A crude but heartfelt confession.

People need benchmarks: things to compare their experiences to, be they monumental or inconsequential. We change our benchmarks from our parents to our role models, our friends… anyone who is walking a path similar enough through the foliage that you do not lose your way. But when you’re alone, when solitude is forced upon you and there is no one from whom to gauge your worth, you make your own benchmark.

The truth is that we need these comparisons because moralities, ethics, every one of our reasons for living, revolve around what someone would think looking at our life, with varying degrees of omniscience. And when you find yourself washed up on some distant shore you may find yourself with an imaginary friend who will judge you, or wasting your very last strength hewing your story into rock walls so one day, someone may find it, and look upon your life, and measure your worth.

3 Comments:

Blogger Andrew Simone said...

Very true, the question becomes is the a true or proper benchmark and can we know it/him/her.

2/11/2006 12:57 PM  
Blogger Anacryon said...

A true benchmark would have to have full knowledge of the system in which we reside, would have to be a god.

But to know a god is impossible. We may believe, we may see circles in crops and patterns in chaos and believe it is the will of some higher authority, but by the very definitions of faith we *cannot* know god.

And would you want to? All of the beauty of faith lies in believing in something higher than you that you cannot see but can't stop feeling must be. The beauty of faith lies in conviction, and to be influenced by a god is to shed the need for that conviction.

To benchmark yourself against god is to benchmark yourself against all of the things that you see to be perfect, the patterns in the chaos and all of your injustices warped through the lens that is your perspective.

2/11/2006 1:48 PM  
Blogger Andrew Simone said...

Those are some bold statements -and I am not looking for a fight- but my understanding of faith in god does not deny knowledge of him.
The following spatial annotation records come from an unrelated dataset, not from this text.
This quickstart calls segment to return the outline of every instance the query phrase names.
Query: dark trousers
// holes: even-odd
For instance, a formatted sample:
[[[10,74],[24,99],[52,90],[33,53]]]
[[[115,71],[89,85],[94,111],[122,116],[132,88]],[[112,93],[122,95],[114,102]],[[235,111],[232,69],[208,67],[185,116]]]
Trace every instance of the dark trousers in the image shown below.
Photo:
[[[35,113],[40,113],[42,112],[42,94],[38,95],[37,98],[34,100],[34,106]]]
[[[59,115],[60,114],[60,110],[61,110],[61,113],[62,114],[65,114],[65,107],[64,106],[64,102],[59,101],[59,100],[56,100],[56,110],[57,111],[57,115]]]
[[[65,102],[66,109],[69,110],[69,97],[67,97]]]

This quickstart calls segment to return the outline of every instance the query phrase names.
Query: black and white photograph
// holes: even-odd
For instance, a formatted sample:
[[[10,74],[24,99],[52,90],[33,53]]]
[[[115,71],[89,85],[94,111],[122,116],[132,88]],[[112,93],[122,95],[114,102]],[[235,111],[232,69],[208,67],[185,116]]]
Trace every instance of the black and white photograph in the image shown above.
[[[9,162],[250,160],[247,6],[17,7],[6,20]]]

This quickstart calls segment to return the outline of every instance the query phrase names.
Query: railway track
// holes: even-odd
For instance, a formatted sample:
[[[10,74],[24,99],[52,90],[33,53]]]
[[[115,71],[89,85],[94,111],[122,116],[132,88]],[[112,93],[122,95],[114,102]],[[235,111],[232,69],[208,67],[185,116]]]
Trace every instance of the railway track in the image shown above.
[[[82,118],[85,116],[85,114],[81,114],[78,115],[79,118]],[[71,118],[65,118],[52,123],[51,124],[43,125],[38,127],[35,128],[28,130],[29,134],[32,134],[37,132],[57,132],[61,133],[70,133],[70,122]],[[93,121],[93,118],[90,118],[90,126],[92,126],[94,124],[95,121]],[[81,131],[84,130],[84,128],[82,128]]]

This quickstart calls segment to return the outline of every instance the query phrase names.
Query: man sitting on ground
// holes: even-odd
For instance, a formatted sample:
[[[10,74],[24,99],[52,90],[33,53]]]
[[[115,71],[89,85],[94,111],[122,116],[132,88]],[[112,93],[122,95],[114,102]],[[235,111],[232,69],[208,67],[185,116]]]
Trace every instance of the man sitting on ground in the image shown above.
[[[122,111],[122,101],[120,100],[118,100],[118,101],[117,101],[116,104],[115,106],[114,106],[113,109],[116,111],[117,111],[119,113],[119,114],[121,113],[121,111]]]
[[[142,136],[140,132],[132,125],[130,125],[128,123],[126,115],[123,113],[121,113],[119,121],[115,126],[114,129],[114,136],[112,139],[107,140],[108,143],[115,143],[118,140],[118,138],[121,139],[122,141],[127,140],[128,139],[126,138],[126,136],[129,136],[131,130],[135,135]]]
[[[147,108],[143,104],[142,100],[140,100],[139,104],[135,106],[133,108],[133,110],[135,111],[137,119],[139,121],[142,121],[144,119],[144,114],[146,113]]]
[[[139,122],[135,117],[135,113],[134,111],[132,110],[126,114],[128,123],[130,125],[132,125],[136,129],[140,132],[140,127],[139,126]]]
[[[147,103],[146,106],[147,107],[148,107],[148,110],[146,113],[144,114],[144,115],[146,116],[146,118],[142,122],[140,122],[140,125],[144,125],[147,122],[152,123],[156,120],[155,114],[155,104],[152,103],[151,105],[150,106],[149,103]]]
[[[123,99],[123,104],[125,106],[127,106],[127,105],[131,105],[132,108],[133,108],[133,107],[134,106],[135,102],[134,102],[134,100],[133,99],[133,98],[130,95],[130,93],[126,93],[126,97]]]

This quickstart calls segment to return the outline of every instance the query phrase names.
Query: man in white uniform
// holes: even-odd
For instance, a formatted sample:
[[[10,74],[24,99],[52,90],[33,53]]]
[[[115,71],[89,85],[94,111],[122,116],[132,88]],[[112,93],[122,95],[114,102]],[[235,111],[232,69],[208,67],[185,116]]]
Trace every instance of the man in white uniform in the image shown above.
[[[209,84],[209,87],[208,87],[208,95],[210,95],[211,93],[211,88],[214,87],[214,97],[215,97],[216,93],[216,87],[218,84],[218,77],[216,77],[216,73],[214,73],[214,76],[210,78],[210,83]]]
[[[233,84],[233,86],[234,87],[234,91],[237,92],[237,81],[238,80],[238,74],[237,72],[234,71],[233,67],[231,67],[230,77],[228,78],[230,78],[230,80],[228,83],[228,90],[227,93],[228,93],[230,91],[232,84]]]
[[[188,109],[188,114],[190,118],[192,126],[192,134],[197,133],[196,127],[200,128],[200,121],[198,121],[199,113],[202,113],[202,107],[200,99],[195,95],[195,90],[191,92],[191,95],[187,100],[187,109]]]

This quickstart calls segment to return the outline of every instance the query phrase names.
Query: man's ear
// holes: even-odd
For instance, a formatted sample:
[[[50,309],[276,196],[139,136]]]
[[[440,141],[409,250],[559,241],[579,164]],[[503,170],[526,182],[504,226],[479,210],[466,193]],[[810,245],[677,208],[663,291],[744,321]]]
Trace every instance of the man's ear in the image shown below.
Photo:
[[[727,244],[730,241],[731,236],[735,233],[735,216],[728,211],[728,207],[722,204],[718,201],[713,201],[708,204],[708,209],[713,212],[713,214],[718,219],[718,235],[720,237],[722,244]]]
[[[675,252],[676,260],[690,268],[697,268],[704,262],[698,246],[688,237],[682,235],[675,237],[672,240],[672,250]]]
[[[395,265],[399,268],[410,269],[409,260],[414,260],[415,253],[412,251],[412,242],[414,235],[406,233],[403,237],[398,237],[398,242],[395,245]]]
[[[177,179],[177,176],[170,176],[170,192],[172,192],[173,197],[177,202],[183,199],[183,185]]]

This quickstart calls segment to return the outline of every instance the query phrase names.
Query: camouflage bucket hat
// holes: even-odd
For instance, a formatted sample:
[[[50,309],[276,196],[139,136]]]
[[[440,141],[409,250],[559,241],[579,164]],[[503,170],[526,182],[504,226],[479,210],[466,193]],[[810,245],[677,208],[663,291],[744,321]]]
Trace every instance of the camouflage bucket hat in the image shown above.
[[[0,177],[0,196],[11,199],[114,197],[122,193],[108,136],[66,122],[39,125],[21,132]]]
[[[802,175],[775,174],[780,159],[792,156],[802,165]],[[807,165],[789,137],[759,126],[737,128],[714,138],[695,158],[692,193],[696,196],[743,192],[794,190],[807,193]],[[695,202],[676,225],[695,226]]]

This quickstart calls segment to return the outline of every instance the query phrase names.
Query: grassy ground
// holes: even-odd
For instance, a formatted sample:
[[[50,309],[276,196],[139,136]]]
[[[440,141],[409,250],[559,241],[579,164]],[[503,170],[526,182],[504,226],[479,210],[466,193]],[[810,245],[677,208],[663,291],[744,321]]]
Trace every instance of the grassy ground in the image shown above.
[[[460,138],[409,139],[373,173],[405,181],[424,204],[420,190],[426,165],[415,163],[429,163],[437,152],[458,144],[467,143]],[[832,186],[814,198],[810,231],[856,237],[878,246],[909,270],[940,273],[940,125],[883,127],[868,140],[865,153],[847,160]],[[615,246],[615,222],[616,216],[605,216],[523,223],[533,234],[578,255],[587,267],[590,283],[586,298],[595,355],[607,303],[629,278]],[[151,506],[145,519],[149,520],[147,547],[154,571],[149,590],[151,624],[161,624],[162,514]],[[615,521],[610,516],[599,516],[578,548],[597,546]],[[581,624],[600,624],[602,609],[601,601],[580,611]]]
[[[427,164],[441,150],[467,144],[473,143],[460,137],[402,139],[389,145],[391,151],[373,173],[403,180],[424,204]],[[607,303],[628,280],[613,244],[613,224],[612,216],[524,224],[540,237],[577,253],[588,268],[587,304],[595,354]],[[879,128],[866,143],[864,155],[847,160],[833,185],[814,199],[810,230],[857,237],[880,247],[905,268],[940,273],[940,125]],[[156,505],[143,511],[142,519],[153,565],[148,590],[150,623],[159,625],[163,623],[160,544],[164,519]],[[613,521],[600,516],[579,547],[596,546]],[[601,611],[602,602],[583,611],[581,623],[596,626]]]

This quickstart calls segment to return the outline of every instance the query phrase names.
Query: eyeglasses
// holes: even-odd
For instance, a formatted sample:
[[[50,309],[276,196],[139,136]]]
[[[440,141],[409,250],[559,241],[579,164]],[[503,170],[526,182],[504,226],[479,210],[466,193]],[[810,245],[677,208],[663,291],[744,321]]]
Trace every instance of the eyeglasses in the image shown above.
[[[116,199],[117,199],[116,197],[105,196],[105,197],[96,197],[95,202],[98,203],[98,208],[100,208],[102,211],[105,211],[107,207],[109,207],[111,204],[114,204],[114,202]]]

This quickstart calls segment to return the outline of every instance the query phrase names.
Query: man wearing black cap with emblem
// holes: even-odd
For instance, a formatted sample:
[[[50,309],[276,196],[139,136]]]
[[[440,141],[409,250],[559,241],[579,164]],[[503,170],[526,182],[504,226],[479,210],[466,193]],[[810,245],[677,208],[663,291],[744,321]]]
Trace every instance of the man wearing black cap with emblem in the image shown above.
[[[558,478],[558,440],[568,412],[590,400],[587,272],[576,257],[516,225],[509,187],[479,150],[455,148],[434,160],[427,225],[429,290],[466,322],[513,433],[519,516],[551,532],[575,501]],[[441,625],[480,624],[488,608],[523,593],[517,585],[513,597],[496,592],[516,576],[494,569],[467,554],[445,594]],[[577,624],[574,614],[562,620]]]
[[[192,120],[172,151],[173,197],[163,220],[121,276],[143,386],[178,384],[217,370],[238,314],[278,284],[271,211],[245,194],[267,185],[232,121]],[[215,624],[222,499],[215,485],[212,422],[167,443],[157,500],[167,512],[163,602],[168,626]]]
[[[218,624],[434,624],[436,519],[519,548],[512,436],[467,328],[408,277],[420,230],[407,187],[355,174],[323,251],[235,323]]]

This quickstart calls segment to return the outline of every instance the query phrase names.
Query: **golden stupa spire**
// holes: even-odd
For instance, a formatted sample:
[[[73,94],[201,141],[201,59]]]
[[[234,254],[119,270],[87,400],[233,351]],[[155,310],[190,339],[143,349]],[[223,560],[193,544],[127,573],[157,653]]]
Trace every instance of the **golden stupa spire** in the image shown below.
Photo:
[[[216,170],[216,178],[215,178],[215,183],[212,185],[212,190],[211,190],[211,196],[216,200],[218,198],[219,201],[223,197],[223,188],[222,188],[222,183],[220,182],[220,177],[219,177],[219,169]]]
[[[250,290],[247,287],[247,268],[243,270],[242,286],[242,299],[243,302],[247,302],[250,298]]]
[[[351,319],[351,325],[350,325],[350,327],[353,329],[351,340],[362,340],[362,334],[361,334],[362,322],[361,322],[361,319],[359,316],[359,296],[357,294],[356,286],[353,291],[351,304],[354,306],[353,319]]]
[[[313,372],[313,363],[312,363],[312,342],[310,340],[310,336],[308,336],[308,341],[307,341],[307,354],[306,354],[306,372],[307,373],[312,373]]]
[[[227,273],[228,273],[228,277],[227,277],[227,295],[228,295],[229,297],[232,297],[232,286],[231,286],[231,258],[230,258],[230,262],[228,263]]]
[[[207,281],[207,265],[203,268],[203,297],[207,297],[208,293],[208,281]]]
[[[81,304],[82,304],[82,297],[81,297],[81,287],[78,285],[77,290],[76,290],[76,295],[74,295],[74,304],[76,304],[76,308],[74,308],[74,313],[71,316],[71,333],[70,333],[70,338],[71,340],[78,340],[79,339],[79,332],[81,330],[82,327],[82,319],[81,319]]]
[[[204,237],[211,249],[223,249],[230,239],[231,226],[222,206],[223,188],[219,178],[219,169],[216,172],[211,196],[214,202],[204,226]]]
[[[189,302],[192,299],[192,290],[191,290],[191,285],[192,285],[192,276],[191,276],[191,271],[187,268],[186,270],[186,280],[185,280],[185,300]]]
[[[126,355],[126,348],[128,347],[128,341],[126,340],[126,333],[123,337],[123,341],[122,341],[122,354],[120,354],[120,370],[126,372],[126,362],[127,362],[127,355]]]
It is a question of the word "faith" and "knowledge" mean.

I guess what I am trying to say is that your perspective is one perspective on the issue. My views are a but different. At the same time, there is some merit in your conclusion. All our perspectives are warped, to deny that is to be dishonest.

The short answer to my view is this: One must know G(g)od in order to have faith in him, just as I have faith that my friend's will spot me beer when I am hard up on cash. I do not question whether God exists or that I know him, but I DO question why I should have faith in him.

Again, the last thing I am trying to do is pick a fight. They get nobody nowhere.